Hey! Remember when we were always next in line at The Devil's Playground? Well, we're not anymore.
I almost was. A lady had just disgorged her cart of an overflowing upside-down pyramid of goods. I was right behind her when I noticed that my personal minion, my little Pony, had gathered the bread, the PB&J combo jar, and the loaf of white bread for the #1 son to take back to College, but had neglected to fetch this week's sugar-free cookie collection for Farmer H. I had to pull out of line! And proceed halfway across the Playground using my cart as a walker in order to procure those cookies. It doesn't pay to leave off the one item requested by Farmer H.
When I returned, another bloated cart had taken my place. This pusher could not unload her trolley because the first gal was still jawing with the Devil's Handmaiden. I stepped out of line to seek a more HM-friendly aisle. No dice. The best I could do was next to next to next-in-line. So I wheeled back, with my ample tail unable to tuck between my legs.
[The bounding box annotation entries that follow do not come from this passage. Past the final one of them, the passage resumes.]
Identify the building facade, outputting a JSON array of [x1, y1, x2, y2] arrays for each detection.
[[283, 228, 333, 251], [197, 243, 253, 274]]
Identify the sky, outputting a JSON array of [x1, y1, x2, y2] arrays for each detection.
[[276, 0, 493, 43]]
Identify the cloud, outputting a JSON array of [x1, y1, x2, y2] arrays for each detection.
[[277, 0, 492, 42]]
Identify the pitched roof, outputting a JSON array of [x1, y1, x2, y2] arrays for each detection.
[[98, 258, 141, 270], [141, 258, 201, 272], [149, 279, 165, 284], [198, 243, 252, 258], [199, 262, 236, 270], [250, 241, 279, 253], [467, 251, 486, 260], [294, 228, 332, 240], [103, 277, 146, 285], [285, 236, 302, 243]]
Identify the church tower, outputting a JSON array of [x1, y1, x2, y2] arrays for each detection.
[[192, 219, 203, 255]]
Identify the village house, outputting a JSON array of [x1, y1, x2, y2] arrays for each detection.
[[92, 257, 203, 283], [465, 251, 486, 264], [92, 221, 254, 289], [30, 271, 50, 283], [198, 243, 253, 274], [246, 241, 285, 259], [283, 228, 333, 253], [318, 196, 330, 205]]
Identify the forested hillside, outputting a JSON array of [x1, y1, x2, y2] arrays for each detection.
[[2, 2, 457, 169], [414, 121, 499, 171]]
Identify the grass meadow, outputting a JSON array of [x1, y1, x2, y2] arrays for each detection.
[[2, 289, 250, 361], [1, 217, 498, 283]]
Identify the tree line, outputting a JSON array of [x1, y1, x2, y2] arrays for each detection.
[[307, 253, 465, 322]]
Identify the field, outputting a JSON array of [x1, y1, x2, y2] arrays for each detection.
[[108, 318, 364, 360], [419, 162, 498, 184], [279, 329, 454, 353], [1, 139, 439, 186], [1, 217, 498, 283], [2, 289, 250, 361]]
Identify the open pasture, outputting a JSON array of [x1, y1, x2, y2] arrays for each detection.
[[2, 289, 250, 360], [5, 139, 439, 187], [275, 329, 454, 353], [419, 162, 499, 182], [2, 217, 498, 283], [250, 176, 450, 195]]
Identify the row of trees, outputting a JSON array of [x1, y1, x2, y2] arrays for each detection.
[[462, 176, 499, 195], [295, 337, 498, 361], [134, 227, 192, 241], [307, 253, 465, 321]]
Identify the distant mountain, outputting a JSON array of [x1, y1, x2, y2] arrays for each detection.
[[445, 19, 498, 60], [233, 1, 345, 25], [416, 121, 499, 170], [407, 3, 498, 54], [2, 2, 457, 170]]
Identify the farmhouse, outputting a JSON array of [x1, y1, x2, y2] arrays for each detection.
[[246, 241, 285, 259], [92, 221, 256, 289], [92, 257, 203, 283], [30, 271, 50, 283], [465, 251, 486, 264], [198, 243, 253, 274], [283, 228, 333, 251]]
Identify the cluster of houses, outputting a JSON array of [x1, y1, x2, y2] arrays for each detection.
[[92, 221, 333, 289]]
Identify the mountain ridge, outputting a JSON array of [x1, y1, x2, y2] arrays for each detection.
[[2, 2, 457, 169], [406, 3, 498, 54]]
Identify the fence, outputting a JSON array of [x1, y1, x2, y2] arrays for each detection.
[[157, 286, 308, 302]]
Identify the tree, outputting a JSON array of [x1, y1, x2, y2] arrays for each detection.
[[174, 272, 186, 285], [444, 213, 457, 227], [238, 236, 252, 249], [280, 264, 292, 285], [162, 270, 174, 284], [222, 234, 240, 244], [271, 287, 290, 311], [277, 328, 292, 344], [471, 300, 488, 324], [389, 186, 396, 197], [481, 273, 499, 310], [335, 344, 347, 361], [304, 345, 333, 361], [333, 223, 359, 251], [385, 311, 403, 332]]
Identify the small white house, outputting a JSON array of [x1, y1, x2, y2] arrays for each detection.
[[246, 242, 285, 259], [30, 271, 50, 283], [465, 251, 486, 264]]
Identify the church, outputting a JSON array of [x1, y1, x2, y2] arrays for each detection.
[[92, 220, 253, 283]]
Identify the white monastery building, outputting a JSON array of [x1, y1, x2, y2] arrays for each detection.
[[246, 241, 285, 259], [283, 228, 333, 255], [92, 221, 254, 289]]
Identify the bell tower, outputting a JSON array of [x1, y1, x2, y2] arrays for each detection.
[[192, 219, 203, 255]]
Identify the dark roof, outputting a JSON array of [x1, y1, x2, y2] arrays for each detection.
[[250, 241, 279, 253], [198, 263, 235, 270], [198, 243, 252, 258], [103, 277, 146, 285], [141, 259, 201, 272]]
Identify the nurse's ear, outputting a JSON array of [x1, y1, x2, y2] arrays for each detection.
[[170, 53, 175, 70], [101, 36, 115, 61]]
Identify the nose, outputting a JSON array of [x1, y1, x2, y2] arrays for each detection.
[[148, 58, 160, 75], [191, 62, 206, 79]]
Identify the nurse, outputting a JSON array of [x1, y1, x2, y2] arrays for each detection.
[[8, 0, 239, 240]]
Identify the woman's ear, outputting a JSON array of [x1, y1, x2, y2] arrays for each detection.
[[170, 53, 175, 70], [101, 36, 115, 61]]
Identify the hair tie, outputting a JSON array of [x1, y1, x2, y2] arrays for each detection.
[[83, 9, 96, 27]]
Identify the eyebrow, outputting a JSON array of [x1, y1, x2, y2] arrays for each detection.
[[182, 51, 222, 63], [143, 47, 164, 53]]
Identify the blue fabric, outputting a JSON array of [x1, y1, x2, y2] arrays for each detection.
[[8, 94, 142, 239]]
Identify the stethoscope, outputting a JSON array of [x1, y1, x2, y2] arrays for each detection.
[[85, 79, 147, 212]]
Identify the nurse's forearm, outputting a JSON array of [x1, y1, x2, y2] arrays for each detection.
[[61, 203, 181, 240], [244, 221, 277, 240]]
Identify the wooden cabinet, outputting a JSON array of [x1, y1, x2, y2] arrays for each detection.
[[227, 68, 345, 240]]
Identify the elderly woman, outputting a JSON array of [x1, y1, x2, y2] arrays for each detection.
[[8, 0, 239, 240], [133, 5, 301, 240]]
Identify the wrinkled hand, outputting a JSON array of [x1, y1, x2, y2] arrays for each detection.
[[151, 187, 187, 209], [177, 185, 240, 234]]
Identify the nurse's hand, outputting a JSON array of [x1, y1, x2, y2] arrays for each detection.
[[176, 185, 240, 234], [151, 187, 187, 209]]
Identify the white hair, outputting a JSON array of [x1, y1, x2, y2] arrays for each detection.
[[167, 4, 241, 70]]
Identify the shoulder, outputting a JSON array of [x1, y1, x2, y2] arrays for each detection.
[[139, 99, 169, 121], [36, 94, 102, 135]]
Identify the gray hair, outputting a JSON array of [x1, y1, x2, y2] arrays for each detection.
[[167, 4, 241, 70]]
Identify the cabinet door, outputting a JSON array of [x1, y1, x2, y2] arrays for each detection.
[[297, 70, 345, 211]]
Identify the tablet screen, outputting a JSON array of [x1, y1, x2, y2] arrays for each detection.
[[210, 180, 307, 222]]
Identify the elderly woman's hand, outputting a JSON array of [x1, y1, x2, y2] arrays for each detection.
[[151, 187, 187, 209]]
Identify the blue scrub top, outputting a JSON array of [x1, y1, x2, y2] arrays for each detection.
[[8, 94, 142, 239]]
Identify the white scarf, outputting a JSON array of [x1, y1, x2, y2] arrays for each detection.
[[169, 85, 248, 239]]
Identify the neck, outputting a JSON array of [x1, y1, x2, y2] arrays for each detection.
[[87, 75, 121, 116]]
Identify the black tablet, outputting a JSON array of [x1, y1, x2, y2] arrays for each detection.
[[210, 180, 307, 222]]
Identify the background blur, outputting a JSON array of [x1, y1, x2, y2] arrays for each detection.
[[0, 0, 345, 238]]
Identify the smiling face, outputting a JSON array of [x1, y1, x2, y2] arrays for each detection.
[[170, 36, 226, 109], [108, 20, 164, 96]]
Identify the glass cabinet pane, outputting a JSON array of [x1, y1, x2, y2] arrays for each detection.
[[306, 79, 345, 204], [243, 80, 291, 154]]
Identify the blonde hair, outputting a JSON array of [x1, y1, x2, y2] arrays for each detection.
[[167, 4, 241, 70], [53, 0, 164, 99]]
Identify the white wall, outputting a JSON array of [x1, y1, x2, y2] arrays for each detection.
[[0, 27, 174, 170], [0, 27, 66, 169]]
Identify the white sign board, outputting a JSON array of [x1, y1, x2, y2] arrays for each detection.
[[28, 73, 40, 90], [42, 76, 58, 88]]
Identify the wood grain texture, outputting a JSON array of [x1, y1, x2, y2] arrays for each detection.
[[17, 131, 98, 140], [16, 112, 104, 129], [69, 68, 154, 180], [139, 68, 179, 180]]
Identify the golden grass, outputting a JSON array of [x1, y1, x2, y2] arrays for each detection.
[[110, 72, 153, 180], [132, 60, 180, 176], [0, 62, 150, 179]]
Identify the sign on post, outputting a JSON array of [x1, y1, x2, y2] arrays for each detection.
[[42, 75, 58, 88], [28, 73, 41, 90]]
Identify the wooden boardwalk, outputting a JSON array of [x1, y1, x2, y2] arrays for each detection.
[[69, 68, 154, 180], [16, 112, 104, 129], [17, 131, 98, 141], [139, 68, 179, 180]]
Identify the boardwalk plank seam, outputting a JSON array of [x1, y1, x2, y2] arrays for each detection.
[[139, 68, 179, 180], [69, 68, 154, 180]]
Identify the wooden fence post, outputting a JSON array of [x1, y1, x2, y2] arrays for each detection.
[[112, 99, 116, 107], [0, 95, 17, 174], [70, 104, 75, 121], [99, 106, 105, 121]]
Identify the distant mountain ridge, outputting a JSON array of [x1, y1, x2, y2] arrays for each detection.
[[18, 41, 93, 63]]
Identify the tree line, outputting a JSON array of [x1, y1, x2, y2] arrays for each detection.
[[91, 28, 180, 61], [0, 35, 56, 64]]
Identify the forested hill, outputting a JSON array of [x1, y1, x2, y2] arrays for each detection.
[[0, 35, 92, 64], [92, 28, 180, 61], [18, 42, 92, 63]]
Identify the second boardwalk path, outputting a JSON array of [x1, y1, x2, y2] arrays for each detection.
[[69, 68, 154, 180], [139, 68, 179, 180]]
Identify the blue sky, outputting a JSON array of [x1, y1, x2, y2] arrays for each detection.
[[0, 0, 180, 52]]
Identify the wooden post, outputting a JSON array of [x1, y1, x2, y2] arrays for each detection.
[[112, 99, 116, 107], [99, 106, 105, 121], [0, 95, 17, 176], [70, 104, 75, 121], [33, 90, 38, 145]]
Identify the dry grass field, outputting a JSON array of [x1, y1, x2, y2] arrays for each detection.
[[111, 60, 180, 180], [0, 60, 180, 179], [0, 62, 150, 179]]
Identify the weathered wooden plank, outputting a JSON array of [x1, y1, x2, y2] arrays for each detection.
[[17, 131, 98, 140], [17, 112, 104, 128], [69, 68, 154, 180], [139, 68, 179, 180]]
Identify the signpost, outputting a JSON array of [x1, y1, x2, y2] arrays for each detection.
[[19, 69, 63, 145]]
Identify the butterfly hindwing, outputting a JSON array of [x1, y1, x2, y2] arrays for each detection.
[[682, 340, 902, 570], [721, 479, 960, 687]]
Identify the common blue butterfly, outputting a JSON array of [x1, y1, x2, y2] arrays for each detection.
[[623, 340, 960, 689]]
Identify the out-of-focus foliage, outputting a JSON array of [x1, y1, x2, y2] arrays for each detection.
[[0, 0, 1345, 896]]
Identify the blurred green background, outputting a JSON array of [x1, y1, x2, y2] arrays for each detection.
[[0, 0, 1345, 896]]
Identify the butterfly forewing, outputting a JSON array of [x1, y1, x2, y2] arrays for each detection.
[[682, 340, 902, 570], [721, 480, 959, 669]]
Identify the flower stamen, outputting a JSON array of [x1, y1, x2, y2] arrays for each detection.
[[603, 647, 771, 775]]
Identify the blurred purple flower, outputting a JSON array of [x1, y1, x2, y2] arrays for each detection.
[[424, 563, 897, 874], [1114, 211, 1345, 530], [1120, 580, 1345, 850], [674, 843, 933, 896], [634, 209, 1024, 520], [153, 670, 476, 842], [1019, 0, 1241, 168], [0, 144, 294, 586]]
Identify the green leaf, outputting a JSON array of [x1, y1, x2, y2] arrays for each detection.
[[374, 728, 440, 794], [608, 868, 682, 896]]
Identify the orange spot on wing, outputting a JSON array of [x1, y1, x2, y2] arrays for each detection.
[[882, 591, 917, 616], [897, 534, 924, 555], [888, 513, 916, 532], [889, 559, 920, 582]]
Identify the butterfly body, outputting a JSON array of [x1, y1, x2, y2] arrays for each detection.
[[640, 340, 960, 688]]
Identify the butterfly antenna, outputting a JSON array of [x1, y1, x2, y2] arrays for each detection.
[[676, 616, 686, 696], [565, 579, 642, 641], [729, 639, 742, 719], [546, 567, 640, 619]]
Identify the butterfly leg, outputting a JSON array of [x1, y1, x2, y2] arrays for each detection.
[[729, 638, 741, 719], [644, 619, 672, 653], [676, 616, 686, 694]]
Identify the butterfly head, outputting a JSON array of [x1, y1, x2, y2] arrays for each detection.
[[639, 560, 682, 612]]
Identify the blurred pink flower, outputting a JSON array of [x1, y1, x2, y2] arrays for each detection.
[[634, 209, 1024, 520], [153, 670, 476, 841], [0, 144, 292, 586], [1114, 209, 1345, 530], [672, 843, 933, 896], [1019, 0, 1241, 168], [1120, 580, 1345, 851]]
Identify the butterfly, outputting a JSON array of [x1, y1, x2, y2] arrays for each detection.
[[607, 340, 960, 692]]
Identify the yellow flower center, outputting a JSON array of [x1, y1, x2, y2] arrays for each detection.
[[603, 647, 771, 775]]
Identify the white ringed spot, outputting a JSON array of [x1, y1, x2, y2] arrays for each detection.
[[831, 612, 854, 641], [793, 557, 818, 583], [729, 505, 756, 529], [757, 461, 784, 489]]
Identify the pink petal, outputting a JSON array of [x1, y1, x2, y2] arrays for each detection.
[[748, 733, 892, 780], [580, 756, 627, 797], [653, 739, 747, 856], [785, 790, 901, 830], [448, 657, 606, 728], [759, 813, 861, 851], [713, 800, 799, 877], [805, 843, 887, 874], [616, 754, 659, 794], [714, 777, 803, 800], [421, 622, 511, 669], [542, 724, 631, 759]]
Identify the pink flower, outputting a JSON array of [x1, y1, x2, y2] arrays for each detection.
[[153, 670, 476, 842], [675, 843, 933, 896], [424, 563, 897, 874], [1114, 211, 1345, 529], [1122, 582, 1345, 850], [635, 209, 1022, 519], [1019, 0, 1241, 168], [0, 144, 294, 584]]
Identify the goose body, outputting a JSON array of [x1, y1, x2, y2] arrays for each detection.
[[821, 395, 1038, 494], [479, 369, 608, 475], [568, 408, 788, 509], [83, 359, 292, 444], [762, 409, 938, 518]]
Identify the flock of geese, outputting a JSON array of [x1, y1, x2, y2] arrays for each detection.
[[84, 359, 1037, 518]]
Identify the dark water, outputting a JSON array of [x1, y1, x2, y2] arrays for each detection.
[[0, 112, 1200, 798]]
The problem seem to lie with the Devil's Handmaiden's perception that some of the bazillion items just rung up were not foodstuffs. Apparently, the Hold-Up Gal wanted to pay with some kind of benefits. I was away for five minutes or so, and don't know the exact nature of the drama. I'm not the kind of gal to look in someone's cart to see what she's buying. Okay. I am. But that cart was way too full for a proper snoop. The manager was called, a receipt bandied about, and several forms of payment including card, long white paper thingies, and cash were exchanged. Hold-Up Gal's husband (I assume) stood behind her, jouncing a baby on his shoulder. He was not the least bit agitated. I think the baby must have inherited those genes. He was a mellow little thing. But here's the most astonishing part of the whole drama.
THE 20 ITEMS OR LESS HANDMAIDEN CALLED ME OVER TO HER LINE!
Yes! Booyah! I thanked her profusely for her kindness. And again when she was handing me the receipt. "You're welcome. If I hadn't, you'd still be standing there." Indeed. The line had not moved at all. The rule-following Devil's Handmaiden was trying to smooth things over with the excited Hold-Up Gal.
"Sorry for your inconvenience. Now you have enough left on there to go over to Subway for a sandwich."
Something tells me that was not quite the right thing to say.